PÉRIODE DES QUESTIONS — Le ministère du Commerce intérieur
Le commerce interprovincial
24 février 2026
Ma deuxième question porte sur un récent rapport du Fonds monétaire international, ou FMI, qui met en lumière le coût des obstacles au commerce interprovincial — vous avez d’ailleurs déjà répondu à des questions à ce sujet —, ainsi que des règlements redondants et des restrictions à la mobilité de la main-d’œuvre, des pertes de productivité importantes et une hausse potentielle de 7 % du PIB qui ne s’est jamais concrétisée. Ces limites internes sont entièrement du ressort du Canada. Bien que le projet de loi C-5 constitue un pas dans la bonne direction, il n’est pas assez ambitieux et il ne va pas assez vite. Pourquoi votre gouvernement ne réussit-il pas à bâtir l’économie canadienne unifiée qu’il avait promise? Quelles mesures supplémentaires sont prises pour libérer tout notre potentiel économique interne?
Madame la sénatrice, vous avez parlé du rapport du Fonds monétaire international. Nous pensons qu’il devrait nous encourager tous, en particulier nos partenaires provinciaux et territoriaux, à prendre note des avantages économiques considérables — et je suis d’accord avec vous en ce qui concerne votre question — de l’élimination de ces obstacles.

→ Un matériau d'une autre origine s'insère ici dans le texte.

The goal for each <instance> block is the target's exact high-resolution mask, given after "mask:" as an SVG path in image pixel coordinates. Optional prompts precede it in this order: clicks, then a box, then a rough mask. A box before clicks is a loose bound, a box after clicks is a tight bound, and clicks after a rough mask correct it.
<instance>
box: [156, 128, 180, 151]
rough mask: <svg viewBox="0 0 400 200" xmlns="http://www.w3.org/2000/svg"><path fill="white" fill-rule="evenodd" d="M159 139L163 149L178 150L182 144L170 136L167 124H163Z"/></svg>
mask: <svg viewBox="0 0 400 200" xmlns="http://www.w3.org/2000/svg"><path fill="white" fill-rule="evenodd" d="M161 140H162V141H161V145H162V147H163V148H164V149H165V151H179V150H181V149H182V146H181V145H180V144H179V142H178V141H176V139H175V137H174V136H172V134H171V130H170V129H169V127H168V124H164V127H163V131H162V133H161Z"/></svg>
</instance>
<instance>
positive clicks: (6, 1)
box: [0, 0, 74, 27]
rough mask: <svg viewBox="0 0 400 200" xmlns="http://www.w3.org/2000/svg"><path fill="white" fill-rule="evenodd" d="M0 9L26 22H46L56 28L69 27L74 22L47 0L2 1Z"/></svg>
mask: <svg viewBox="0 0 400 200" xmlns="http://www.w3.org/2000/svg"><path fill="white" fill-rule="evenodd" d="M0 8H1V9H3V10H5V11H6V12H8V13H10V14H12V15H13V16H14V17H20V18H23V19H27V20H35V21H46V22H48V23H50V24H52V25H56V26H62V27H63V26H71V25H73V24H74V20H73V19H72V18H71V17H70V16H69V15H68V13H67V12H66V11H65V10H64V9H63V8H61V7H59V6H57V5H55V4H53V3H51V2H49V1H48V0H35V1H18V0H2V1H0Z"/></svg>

Bon nombre d’obstacles relèvent à juste titre de la compétence constitutionnelle souveraine des assemblées législatives provinciales et territoriales. La bonne nouvelle, c’est que les provinces travaillent les unes avec les autres et avec nous. Certaines provinces déclarent, par exemple, qu’elles reconnaîtront par défaut la mobilité ou les titres de compétence de la main-d’œuvre. Nous avons un ensemble disparate de provinces qui essaient de montrer la voie. Notre travail consiste à les encourager à agir le plus rapidement possible et à examiner les instruments fédéraux dont nous disposons pour les encourager à y parvenir le plus vite possible, avec la pleine collaboration du gouvernement du Canada.
Je ne suis donc pas pessimiste quant aux progrès que nous pouvons réaliser. Je comprends l’urgence de la situation, comme vous l’exprimez dans votre question. La bonne nouvelle, c’est que pas plus tard qu’en janvier, il y a un mois, lors d’un dîner privé qui a eu lieu la veille de la réunion, puis pendant la réunion du jeudi — le lendemain —, les premiers ministres des provinces et des territoires se sont engagés les uns envers les autres et envers nous à continuer de réaliser des progrès réels.
À ce sujet, monsieur le ministre, comme vous l’avez dit, les provinces ont un rôle à jouer, mais il y a manifestement des choses que le gouvernement fédéral peut faire. Les conservateurs ont appuyé des réformes sensées visant à stimuler la croissance économique. Je suis certaine que vous êtes au courant de l’existence de deux projets de loi très importants.
Pourquoi le gouvernement n’emboîte-t-il pas le pas et n’abroge-t-il pas des politiques comme celles qui sont issues des projets de loi C-69 et C-48, ainsi que d’autres règlements, qui étouffent notre secteur des ressources? Ce sont des mesures que le gouvernement fédéral peut prendre dès maintenant.
Je vous remercie de la question, sénatrice.
La Chambre des communes s’est prononcée sur ces motions conservatrices il y a quelque temps. Nous pensons que le gouvernement fait des progrès considérables en partenariat avec le gouvernement de l’Alberta. Le protocole d’entente que le premier ministre a signé avec la première ministre Smith est un grand pas en avant. Nous travaillons avec diligence avec nos partenaires de l’Alberta, d’autres provinces et des groupes autochtones pour mettre en œuvre ces engagements.
Nous faisons régulièrement le point. Je préside un comité du Cabinet qui est régulièrement informé de l’avancement de ce travail. J’ai bon espoir que nous serons un très bon partenaire pour le gouvernement de l’Alberta dans les industries et les secteurs que vous avez mentionnés.